Не знаю, кто мои родители. Друзья, приятели… враги…
Где я родилась, выросла, жила… Чем занималась.
Училась. Работала. И было ли это?
Нет воспоминаний. Ничего. Пустота и темнота. Ни лиц, ни образов, ни очертаний…
Жить и не знать своего прошлого – страшно. Может, я сделала кому-то что-то плохое? И так сработало подсознание, спасая и защищая?
Но особенно страшно становится, когда ты начинаешь думать, пытаешься вспомнить. И не можешь! Причем я знаю названия тех или иных вещей, понимаю значение слов, определений, явлений. Знаю, как называются предметы.
Но откуда я это знаю – не помню.
Из-за этого ощущаю себя бездушным запрограммированным роботом, созданным кем-то… Но ведь для чего-то?
Хотя иногда, вспышками, вспоминается что-то. Из-за запахов, слов, жестов и движений людей в памяти проскальзывают мгновения… Но так быстро, что я не успеваю понять и полностью вспомнить этот момент. Да и эти воспоминания, скорее, эмоциональные. Я просто чувствую: страх, злость, радость, счастье. И все так перемешано. Запутано.

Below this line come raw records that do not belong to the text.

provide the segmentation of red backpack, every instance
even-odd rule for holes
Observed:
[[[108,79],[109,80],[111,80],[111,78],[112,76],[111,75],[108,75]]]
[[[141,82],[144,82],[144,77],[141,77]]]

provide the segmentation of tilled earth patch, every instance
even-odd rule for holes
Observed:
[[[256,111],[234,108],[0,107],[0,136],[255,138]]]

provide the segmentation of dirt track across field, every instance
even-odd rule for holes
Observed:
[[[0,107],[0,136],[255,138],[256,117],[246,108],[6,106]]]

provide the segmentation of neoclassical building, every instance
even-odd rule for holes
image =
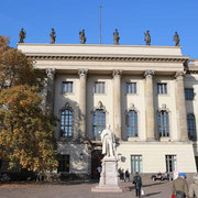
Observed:
[[[55,131],[58,170],[91,175],[106,124],[119,167],[131,173],[197,172],[198,64],[179,46],[18,44],[46,72],[45,111]]]

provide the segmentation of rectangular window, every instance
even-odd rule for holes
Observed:
[[[105,92],[106,92],[106,82],[95,81],[95,94],[105,94]]]
[[[73,81],[63,81],[63,92],[73,92]]]
[[[131,155],[131,173],[142,173],[142,155]]]
[[[185,88],[185,99],[186,100],[194,100],[194,89]]]
[[[59,172],[69,173],[69,155],[61,155],[58,163],[58,173]]]
[[[127,94],[136,94],[136,82],[127,82]]]
[[[167,95],[167,84],[157,84],[157,94],[158,95]]]
[[[166,155],[166,172],[172,173],[176,170],[176,155]]]

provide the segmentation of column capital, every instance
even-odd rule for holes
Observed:
[[[112,76],[114,77],[121,77],[122,76],[122,69],[113,69]]]
[[[154,74],[155,74],[155,70],[146,69],[146,70],[144,72],[144,77],[145,77],[145,79],[147,79],[147,78],[153,78]]]
[[[78,75],[79,77],[87,77],[87,74],[88,74],[88,69],[86,68],[82,68],[82,69],[78,69]]]
[[[175,79],[176,79],[176,80],[182,80],[182,79],[184,79],[185,74],[186,74],[186,73],[183,72],[183,70],[176,72],[176,74],[175,74]]]
[[[47,78],[52,78],[52,77],[54,77],[56,69],[55,68],[47,68],[47,69],[45,69],[45,73],[47,75]]]

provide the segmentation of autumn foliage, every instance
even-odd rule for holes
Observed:
[[[9,161],[10,167],[38,172],[57,167],[56,119],[42,111],[42,80],[33,61],[0,36],[0,157]]]

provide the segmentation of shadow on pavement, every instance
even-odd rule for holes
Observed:
[[[158,195],[161,194],[162,191],[156,191],[156,193],[152,193],[152,194],[146,194],[144,197],[151,197],[151,196],[154,196],[154,195]]]
[[[157,185],[163,185],[166,183],[153,183],[153,184],[148,184],[148,185],[143,185],[144,187],[150,187],[150,186],[157,186]]]

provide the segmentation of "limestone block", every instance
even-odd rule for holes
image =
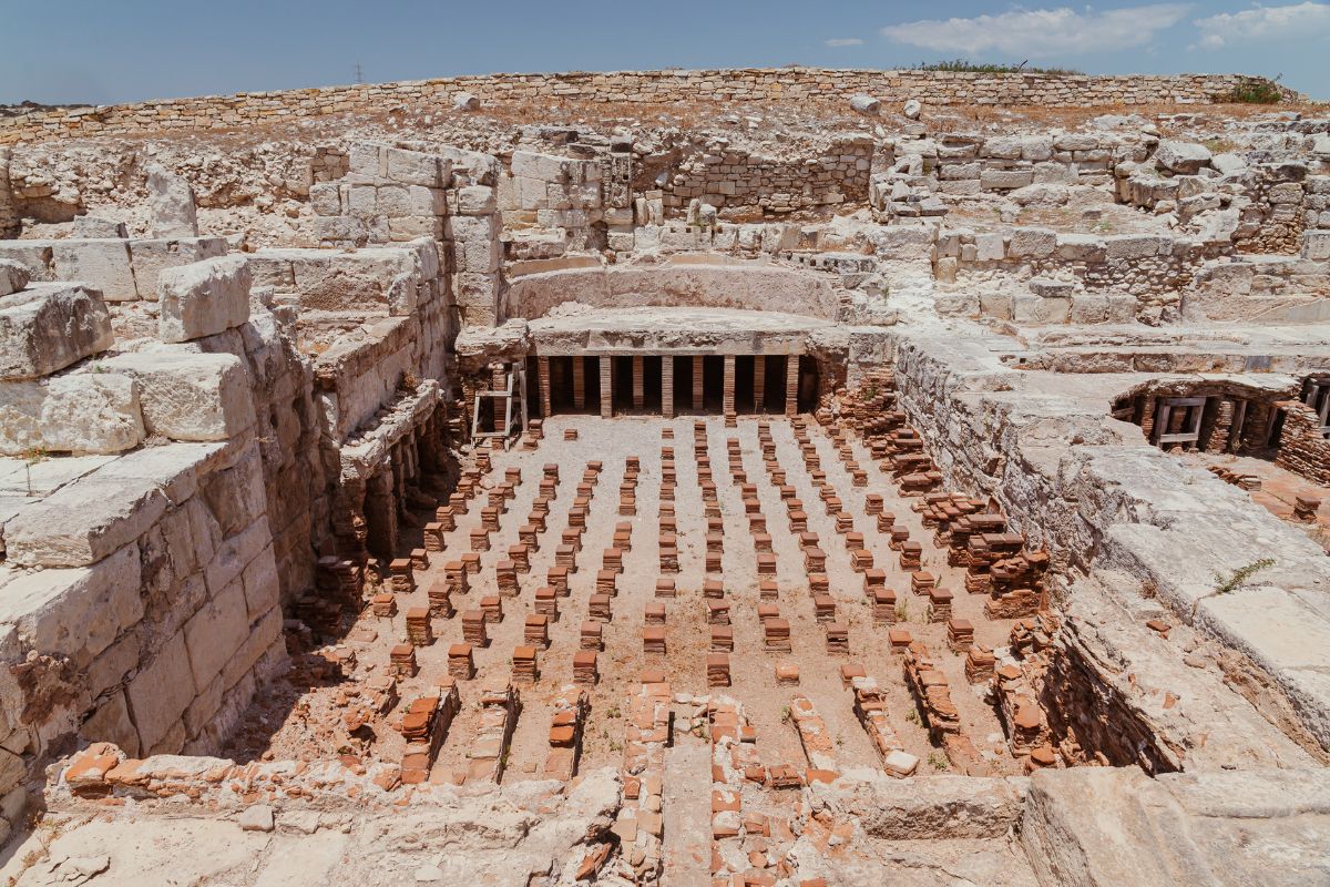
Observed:
[[[20,291],[31,279],[32,274],[23,262],[0,258],[0,297]]]
[[[940,180],[958,180],[958,178],[979,178],[983,173],[983,168],[979,161],[972,161],[968,164],[946,164],[938,168],[938,178]]]
[[[1017,293],[1011,299],[1011,319],[1016,323],[1067,323],[1071,317],[1069,298],[1044,298],[1033,293]]]
[[[447,188],[452,178],[452,164],[435,154],[402,148],[384,150],[387,178],[404,185]]]
[[[315,215],[342,214],[342,188],[336,182],[310,185],[310,209]]]
[[[1154,149],[1154,162],[1170,173],[1194,176],[1210,165],[1210,149],[1196,142],[1161,141]]]
[[[576,161],[553,154],[537,154],[528,150],[512,153],[512,174],[521,178],[533,178],[541,182],[572,181]]]
[[[245,586],[245,608],[249,610],[250,620],[257,620],[277,606],[282,588],[271,545],[249,563],[241,574],[241,582]]]
[[[979,174],[979,186],[984,190],[1009,190],[1033,182],[1032,169],[986,169]]]
[[[382,178],[387,176],[388,146],[379,142],[354,142],[347,149],[347,172],[362,178]]]
[[[158,338],[188,342],[241,326],[249,320],[251,282],[239,255],[165,269],[157,277]]]
[[[121,751],[138,757],[138,730],[129,718],[129,702],[117,690],[101,703],[78,727],[78,735],[88,742],[113,742]]]
[[[231,582],[203,604],[185,622],[184,634],[194,689],[202,693],[245,645],[249,634],[249,614],[241,582]]]
[[[0,379],[51,375],[113,340],[101,293],[81,283],[41,283],[0,299]]]
[[[102,366],[138,380],[148,434],[227,440],[254,423],[249,375],[234,355],[141,351]]]
[[[1007,258],[1007,239],[1001,234],[975,234],[975,261],[1001,262]]]
[[[1303,231],[1302,258],[1330,262],[1330,231]]]
[[[883,259],[932,258],[936,229],[926,225],[891,225],[880,229],[876,253]]]
[[[114,453],[144,439],[138,387],[130,376],[100,372],[49,382],[0,382],[0,453],[35,448]]]
[[[130,239],[129,255],[134,261],[134,285],[138,287],[138,298],[152,301],[157,298],[157,275],[164,269],[226,255],[226,238]]]
[[[882,110],[882,100],[875,98],[874,96],[859,93],[857,96],[850,97],[850,108],[859,112],[861,114],[870,114],[872,117],[876,117],[878,112]]]
[[[55,281],[56,241],[0,241],[0,259],[9,259],[28,269],[28,279]]]
[[[1105,259],[1109,262],[1137,261],[1154,255],[1169,255],[1173,238],[1152,234],[1123,234],[1104,238]]]
[[[149,164],[146,172],[153,237],[198,237],[198,211],[189,181],[160,164]]]
[[[25,567],[86,567],[142,536],[166,511],[161,487],[100,479],[61,487],[5,524],[5,553]]]
[[[108,302],[132,302],[138,298],[128,241],[56,241],[51,253],[56,277],[61,281],[85,281],[101,290]]]
[[[1012,258],[1045,258],[1057,249],[1057,234],[1044,227],[1017,227],[1007,254]]]
[[[17,626],[27,649],[85,669],[144,617],[138,561],[130,544],[89,567],[17,573],[0,596],[0,624]]]
[[[162,645],[144,669],[129,682],[129,709],[138,727],[138,742],[146,753],[164,750],[161,743],[180,723],[180,717],[194,699],[189,653],[185,634],[177,632]],[[181,741],[184,737],[181,735]],[[165,749],[168,753],[178,749]]]
[[[129,237],[129,231],[125,229],[124,222],[113,218],[101,218],[100,215],[76,215],[73,235],[80,238],[125,238]]]
[[[458,189],[459,215],[492,215],[496,210],[495,189],[487,185],[468,185]]]
[[[1095,234],[1059,234],[1057,257],[1068,262],[1103,262],[1108,249],[1103,237]]]

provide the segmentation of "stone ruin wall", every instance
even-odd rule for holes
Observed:
[[[416,489],[451,471],[447,269],[476,266],[452,258],[468,242],[447,213],[394,199],[410,197],[402,164],[447,161],[363,158],[344,174],[392,169],[331,184],[371,199],[329,219],[366,249],[0,243],[7,354],[27,355],[5,367],[0,449],[28,460],[32,491],[5,500],[0,539],[7,818],[78,737],[221,750],[285,670],[283,606],[309,618],[318,559],[391,553]],[[426,235],[395,239],[404,218]],[[90,455],[48,455],[69,451]]]
[[[1063,713],[1064,726],[1080,721],[1083,749],[1113,765],[1178,769],[1177,750],[1188,749],[1194,766],[1206,742],[1197,730],[1210,738],[1245,735],[1240,745],[1250,742],[1245,754],[1256,758],[1289,761],[1305,753],[1330,759],[1330,717],[1315,690],[1315,666],[1302,657],[1273,658],[1248,634],[1254,614],[1210,596],[1216,574],[1265,556],[1270,545],[1256,540],[1274,535],[1283,555],[1269,581],[1282,588],[1265,589],[1271,597],[1256,606],[1297,608],[1298,589],[1330,576],[1319,545],[1253,512],[1244,495],[1217,479],[1192,492],[1193,477],[1168,455],[1144,442],[1124,447],[1138,440],[1138,431],[1108,419],[1097,402],[1021,392],[1023,374],[1000,367],[980,343],[958,350],[952,340],[928,336],[896,342],[900,404],[944,476],[999,503],[1032,545],[1047,547],[1063,577],[1063,658],[1055,657],[1043,702]],[[1004,384],[1003,375],[1013,378]],[[1206,505],[1156,513],[1150,503],[1161,489],[1180,499],[1202,496]],[[1246,544],[1232,545],[1225,536],[1225,547],[1214,548],[1212,520],[1241,527]],[[1205,563],[1186,553],[1196,551],[1208,553]],[[1173,567],[1161,569],[1165,564]],[[1225,696],[1224,686],[1236,689],[1253,709],[1240,703],[1245,710],[1217,709],[1197,723],[1170,721],[1168,706],[1160,709],[1164,688],[1150,688],[1146,676],[1176,681],[1181,661],[1164,664],[1176,649],[1165,652],[1157,633],[1141,625],[1152,617],[1178,620],[1196,632],[1197,644],[1213,645],[1213,658],[1189,657],[1193,672],[1182,673],[1209,681],[1210,698]],[[1210,674],[1194,672],[1202,661]],[[1119,719],[1127,726],[1109,726]]]
[[[1216,96],[1252,80],[1240,74],[1059,77],[825,68],[489,74],[37,112],[0,121],[0,144],[161,129],[217,129],[346,112],[372,113],[395,102],[446,101],[458,92],[473,93],[481,101],[606,104],[672,104],[708,98],[843,101],[845,96],[862,92],[894,104],[927,96],[930,102],[938,105],[1080,108],[1210,104]],[[1271,85],[1290,98],[1297,96],[1283,86]]]

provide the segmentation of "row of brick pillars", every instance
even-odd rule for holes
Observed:
[[[688,359],[688,358],[681,358]],[[595,358],[596,366],[600,371],[600,415],[601,418],[610,418],[614,415],[614,374],[613,374],[613,358],[601,356]],[[642,410],[646,406],[646,358],[644,355],[633,355],[633,408]],[[702,412],[706,408],[705,391],[704,391],[704,372],[705,358],[702,355],[693,355],[693,411]],[[721,395],[722,412],[726,416],[735,415],[734,410],[734,363],[735,356],[732,354],[725,355],[725,380],[724,390]],[[543,416],[549,416],[553,410],[551,406],[551,378],[549,378],[549,358],[537,358],[537,372],[540,375],[540,414]],[[581,358],[573,359],[573,407],[576,410],[585,410],[587,407],[587,367]],[[757,355],[753,358],[753,403],[758,412],[762,411],[762,406],[766,402],[766,358]],[[798,412],[799,402],[799,356],[791,354],[786,358],[785,370],[785,415],[793,416]],[[674,358],[661,356],[661,414],[666,419],[674,418]]]

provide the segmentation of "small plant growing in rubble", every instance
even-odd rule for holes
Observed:
[[[1270,569],[1271,567],[1274,567],[1274,559],[1262,557],[1261,560],[1252,561],[1246,567],[1237,568],[1226,577],[1224,576],[1224,573],[1216,573],[1214,593],[1228,594],[1229,592],[1236,592],[1237,589],[1242,588],[1249,578],[1252,578],[1264,569]]]

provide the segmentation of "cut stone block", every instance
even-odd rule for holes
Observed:
[[[28,286],[28,281],[31,279],[32,273],[27,265],[15,259],[0,258],[0,295],[17,293]]]
[[[129,255],[134,261],[134,285],[138,287],[138,298],[154,301],[157,298],[157,278],[164,269],[226,255],[226,238],[133,239],[129,241]]]
[[[101,293],[40,283],[0,299],[0,379],[36,379],[114,342]]]
[[[0,453],[114,453],[144,439],[138,384],[118,372],[0,382]]]
[[[227,440],[254,423],[249,375],[235,355],[140,351],[101,366],[138,380],[148,434]]]
[[[158,338],[188,342],[241,326],[249,320],[251,282],[239,255],[165,269],[157,277]]]
[[[51,250],[56,277],[61,281],[85,281],[101,290],[108,302],[132,302],[138,298],[128,241],[118,237],[56,241]]]

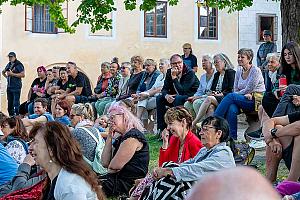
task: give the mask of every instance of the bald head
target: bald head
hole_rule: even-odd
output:
[[[212,173],[192,189],[188,200],[280,200],[272,185],[256,170],[236,167]]]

Одно скажу точно: я не только разговариваю на русском – я ещё на нем думаю. Значит, мои корни здесь, как сказала Раиса Ивановна.
Но я могу быть и украинкой, и белоруской. Да и в России очень много национальностей. А сама страна огромная… И отсюда появляются другие вопросы: откуда я, из каких именно мест, жила я в городе, в деревне, в квартире, в доме?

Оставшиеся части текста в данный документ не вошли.